A total of two datasets will be used in this project, namely Seasons_Stats.csv and All.NBA.1984-2018.csv. These two datasets were all originally parsed from a website called Basketball Reference. Nevertheless, I chose to use the more ready-to-go datasets provided by the users on Kaggle.
The Seasons_Stats.csv file can be accessed through this link. This dataset contains players’ game statistics from year 1950 to 2017. To be more specific, there are a total of 53 columns, and each column(except the first column, which is just a column of index starting from 0 to 24690) represents an attribute of that player. These attributes include basic statistics such as games played (G) and total points scored in that season (PTS) as well as the more advanced metrics such as Win Shares (WS), which is an estimate of the number of wins contributed by that player.

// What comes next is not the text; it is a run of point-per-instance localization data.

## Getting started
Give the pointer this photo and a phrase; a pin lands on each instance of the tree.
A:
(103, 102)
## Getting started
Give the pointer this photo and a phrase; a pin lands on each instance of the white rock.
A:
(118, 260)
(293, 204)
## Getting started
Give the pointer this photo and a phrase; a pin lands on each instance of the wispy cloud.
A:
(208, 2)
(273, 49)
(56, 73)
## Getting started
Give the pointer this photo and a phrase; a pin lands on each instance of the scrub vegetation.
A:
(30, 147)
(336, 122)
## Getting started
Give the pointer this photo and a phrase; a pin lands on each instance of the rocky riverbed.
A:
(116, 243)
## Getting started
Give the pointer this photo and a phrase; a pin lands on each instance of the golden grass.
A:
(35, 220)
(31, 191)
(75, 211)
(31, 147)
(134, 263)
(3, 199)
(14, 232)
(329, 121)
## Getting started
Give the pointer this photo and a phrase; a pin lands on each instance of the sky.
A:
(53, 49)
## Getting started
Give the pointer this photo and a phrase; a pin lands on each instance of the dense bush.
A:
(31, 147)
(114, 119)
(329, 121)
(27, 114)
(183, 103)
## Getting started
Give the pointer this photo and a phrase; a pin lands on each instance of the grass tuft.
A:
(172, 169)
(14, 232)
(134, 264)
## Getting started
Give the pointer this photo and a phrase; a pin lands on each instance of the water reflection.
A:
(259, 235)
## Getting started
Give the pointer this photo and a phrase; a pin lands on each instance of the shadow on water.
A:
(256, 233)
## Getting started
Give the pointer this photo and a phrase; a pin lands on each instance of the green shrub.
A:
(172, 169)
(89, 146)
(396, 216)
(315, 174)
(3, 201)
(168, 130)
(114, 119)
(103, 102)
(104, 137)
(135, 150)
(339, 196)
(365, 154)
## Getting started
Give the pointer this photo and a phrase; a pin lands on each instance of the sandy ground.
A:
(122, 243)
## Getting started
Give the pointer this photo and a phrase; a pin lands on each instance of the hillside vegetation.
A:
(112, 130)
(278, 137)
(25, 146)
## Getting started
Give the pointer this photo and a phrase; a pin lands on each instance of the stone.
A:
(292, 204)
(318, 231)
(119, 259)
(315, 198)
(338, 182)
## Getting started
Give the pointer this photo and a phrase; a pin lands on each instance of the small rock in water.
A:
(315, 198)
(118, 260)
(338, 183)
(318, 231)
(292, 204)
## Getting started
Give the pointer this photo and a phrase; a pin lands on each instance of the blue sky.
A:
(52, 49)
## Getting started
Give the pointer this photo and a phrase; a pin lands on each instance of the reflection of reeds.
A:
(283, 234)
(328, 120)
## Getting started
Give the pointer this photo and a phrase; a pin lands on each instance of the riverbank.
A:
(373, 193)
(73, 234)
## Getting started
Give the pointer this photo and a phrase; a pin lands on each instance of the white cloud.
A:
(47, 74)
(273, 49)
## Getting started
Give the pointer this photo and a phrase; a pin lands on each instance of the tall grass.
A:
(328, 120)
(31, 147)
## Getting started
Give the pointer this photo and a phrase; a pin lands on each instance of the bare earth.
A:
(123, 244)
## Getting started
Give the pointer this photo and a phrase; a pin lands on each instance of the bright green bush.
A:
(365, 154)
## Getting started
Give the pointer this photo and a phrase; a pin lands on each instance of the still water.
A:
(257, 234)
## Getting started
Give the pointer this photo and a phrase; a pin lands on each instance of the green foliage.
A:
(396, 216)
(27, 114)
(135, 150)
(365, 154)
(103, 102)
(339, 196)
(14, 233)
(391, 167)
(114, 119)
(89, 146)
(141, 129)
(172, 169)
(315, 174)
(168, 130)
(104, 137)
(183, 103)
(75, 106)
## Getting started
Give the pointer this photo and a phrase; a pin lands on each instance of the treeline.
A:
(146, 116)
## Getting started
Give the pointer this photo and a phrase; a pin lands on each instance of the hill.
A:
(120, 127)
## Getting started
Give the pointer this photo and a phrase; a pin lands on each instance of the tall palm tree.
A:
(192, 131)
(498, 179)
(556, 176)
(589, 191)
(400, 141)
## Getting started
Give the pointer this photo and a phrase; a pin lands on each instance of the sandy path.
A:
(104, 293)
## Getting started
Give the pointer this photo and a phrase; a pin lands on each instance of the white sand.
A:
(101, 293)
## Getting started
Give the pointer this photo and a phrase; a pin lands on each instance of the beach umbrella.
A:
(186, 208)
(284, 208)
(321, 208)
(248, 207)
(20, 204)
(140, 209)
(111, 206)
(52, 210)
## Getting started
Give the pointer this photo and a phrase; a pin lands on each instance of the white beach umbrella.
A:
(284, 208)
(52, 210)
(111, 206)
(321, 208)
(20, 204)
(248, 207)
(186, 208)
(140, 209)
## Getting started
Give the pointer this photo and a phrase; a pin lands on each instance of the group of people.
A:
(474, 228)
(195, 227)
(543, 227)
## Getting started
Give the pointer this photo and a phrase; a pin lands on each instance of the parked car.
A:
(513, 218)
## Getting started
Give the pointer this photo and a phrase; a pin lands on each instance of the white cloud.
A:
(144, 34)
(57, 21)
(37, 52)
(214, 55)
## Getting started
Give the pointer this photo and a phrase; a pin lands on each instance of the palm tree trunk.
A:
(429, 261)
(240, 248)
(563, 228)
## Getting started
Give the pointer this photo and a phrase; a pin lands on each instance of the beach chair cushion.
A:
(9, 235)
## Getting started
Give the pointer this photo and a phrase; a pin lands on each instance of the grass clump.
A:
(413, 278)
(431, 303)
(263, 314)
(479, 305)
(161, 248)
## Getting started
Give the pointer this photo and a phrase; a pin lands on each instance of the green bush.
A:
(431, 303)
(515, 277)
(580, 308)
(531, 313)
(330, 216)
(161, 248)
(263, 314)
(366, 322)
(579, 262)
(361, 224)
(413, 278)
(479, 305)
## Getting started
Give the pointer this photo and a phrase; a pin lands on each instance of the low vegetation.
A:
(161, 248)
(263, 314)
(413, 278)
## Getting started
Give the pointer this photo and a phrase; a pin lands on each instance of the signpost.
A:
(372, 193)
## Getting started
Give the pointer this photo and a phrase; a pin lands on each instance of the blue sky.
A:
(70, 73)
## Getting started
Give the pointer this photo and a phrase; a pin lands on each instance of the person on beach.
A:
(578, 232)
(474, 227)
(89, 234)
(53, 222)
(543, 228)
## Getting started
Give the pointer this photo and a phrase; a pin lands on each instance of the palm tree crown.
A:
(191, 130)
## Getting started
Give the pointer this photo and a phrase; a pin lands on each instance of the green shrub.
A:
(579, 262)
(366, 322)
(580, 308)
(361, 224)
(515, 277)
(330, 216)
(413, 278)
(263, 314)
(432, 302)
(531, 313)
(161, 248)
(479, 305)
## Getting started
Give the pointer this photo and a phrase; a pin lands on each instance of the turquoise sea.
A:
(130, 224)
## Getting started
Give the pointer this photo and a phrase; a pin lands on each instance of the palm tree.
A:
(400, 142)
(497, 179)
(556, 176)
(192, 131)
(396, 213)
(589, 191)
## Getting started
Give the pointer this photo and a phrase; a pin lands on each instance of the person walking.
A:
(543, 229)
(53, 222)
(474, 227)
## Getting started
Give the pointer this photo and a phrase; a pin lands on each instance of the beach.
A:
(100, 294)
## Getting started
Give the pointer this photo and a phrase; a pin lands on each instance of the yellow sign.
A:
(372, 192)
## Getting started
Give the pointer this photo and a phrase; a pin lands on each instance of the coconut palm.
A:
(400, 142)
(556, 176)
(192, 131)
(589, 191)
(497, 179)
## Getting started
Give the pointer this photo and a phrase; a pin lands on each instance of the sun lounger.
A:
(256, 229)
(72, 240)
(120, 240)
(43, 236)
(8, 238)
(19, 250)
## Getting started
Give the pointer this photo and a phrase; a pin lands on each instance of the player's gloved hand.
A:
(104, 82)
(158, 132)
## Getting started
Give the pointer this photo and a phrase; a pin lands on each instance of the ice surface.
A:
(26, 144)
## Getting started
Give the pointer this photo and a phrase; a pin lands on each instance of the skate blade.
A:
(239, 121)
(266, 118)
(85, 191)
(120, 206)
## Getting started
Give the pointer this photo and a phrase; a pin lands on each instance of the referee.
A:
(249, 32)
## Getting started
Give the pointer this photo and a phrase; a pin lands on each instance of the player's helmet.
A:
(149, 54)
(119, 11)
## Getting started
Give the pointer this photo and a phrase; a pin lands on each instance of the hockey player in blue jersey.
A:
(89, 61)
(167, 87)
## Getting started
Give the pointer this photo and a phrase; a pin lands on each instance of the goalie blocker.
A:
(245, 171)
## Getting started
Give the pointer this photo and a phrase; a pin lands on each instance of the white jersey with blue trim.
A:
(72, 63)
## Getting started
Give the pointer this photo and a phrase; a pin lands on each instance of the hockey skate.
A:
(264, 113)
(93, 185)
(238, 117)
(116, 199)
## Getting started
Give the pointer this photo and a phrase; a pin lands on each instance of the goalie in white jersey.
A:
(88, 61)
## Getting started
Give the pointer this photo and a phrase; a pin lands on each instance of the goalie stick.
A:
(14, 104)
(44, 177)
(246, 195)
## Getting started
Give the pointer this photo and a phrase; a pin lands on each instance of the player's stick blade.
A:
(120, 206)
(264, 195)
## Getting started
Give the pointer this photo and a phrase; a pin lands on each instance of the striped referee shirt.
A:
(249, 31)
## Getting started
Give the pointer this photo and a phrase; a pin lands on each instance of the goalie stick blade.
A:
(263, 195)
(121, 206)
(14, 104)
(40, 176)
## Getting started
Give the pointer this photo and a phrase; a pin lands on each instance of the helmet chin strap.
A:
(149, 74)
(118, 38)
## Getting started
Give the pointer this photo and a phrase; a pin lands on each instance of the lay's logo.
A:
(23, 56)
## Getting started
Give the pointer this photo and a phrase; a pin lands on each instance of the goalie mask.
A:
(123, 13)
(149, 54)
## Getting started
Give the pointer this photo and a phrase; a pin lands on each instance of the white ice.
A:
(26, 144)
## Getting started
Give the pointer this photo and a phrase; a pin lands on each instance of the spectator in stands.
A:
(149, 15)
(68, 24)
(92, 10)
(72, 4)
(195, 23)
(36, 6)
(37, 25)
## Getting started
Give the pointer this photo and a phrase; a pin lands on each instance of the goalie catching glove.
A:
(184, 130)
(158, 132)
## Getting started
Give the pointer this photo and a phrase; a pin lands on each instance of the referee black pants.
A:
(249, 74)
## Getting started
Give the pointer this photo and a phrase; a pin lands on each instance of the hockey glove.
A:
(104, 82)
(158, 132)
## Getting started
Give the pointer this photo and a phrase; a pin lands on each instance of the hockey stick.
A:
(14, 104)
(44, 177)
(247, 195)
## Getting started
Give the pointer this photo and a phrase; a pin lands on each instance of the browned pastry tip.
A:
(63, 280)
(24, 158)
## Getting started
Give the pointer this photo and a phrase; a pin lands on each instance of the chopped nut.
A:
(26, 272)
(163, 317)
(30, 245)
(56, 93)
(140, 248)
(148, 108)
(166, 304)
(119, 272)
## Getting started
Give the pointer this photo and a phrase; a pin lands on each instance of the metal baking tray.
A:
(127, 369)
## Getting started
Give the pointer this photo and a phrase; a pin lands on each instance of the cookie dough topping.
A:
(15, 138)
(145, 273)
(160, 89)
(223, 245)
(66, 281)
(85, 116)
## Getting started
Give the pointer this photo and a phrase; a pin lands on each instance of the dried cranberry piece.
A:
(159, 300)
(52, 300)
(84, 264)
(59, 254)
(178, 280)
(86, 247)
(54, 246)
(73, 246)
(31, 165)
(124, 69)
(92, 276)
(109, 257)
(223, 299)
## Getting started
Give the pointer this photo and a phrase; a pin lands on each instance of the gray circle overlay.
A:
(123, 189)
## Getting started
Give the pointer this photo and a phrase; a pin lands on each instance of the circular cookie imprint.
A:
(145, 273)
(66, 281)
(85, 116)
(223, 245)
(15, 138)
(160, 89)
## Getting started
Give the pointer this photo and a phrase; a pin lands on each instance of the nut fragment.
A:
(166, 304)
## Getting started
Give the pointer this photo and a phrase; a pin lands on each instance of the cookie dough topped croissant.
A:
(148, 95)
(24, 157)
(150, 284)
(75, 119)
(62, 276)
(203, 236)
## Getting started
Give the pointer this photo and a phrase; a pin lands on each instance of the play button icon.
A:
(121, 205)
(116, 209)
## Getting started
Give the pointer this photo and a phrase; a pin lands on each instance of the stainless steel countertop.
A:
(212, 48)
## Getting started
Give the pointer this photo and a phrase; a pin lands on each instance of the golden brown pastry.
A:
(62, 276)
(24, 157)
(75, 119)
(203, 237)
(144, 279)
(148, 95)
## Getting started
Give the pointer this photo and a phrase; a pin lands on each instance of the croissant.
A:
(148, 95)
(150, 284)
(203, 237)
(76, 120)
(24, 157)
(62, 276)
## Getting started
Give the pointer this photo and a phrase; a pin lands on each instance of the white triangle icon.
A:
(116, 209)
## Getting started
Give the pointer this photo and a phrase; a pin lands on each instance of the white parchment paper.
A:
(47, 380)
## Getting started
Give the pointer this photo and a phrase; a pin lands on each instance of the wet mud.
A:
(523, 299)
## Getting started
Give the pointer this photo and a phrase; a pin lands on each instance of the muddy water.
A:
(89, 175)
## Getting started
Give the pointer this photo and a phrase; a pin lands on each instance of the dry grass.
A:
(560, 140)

The All.NBA.1984-2018.csv file can be accessed through this link. This dataset contains all the players that are selected to be in All-NBA teams starting from the 1984-1985 season to the 2016-2017 season. One thing to note is that before the 1988-1989 season, only 2 teams of All-NBA teams were selected each year; and starting from the 1988-1989 season, a total of 3 teams of All-NBA teams were selected each year. This dataset has a total of 32 columns, and each column represents an attribute of that player. These attributes include basic statistics such as the season which that player was selected in the All-NBA teams (Season) as well as the more advanced metrics such as effective field goal percentage (eFG%).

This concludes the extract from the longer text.